New stage for Latin American film by students

July 2009 -

David Pablos is studying at the Centro de Capacitación Cinematográfica: a film study affiliated with the National Film Institute in Mexico City. With his film La Canción de los Niños Muertos (Song of the dead children), the story of a family's unusual grieving process after the death of the main character's mother, Pablos won Latin American Angel Award in May 2009. This year the prize was awarded for the first time to the best short film by a student in the Student Shorts programme of the Latin American Film Festival (LAFF) in Utrecht.


Scene from La Canción de los Niños Muertos by David Pablos

""With this programme, we want to offer Latin American directors an international stage for their films", says Stien Meesters, the festival's programme and production coordinator. "Films by students are not normally played in the cinema or on television, and only seldom make it to a film festival. Thus it is important to create a platform where students can present their work. At the same time, we are able to introduce our public to on-coming Latin American talent. The films were shown as support films for the regular programme and during the open-air session."

"We approached various Latin American film schools and asked them to submit their best films from the previous year. In general, the responses were enthusiastic. The films varied significantly in terms of length, form and theme. On average they lasted from 5 to 35 minutes, and the submissions included documentaries, fiction and animation. This accurately reflects the films being produced by students throughout Latin America."
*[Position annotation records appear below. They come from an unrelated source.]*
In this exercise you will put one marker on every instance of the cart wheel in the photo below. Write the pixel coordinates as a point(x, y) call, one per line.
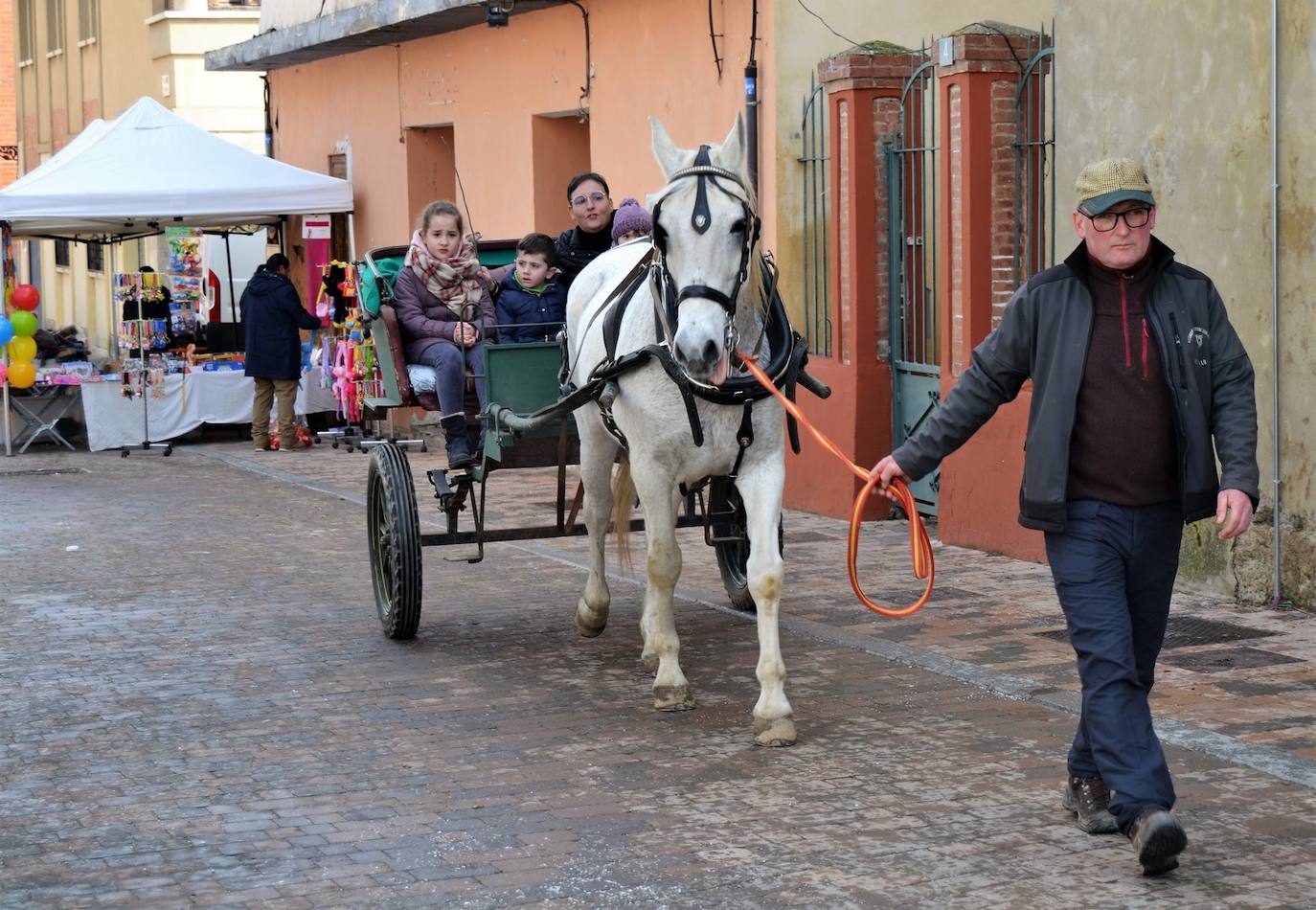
point(394, 534)
point(734, 559)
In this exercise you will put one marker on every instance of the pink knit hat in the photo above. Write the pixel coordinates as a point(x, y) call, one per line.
point(630, 216)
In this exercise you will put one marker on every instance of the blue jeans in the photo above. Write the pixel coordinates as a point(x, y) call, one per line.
point(1114, 569)
point(450, 373)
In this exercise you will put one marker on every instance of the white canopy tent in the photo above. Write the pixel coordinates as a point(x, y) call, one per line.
point(148, 171)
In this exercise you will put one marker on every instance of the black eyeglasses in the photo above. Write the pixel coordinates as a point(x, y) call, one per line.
point(1135, 217)
point(597, 196)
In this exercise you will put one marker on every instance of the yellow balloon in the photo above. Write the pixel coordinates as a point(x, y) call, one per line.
point(23, 350)
point(23, 375)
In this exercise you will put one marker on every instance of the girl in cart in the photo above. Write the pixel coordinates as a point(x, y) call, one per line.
point(446, 316)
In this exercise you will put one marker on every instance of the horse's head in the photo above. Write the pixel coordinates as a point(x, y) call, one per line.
point(706, 239)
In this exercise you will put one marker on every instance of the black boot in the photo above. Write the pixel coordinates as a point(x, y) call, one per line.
point(457, 442)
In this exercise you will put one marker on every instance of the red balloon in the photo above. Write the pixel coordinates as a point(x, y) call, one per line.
point(25, 297)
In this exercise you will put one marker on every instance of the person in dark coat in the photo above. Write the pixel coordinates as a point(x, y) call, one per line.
point(532, 305)
point(590, 204)
point(273, 312)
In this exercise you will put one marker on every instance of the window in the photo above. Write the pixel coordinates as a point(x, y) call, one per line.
point(27, 31)
point(56, 25)
point(88, 20)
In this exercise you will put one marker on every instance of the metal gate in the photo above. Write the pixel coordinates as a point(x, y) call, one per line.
point(911, 160)
point(1034, 161)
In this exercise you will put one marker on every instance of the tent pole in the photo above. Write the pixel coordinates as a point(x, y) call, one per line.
point(233, 299)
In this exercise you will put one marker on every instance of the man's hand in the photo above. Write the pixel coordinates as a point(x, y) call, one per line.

"Some Latin American state universities have excellent film programmes, including the UNAM in Mexico City, which even has its own television station. Many of the countries also have a National Film Institute that offers study programmes, and naturally there are numerous - often extremely expensive - private universities and institutions that offer film programmes, the quality of which varies from downright lousy to excellent. In the larger film countries, like Argentina, Mexico and Brazil, many more high-quality programmes are available than in the smaller Latin American countries. For the record, the quality of the talent being presented did not seem to me to differ much: in general it was pretty much the same", according to Meesters.

During Brasil Contemporary, summer 2009 in Rotterdam, there are open air showings of LAFF films. The LAFF is supported by the Hivos-NCDO Culture Fund.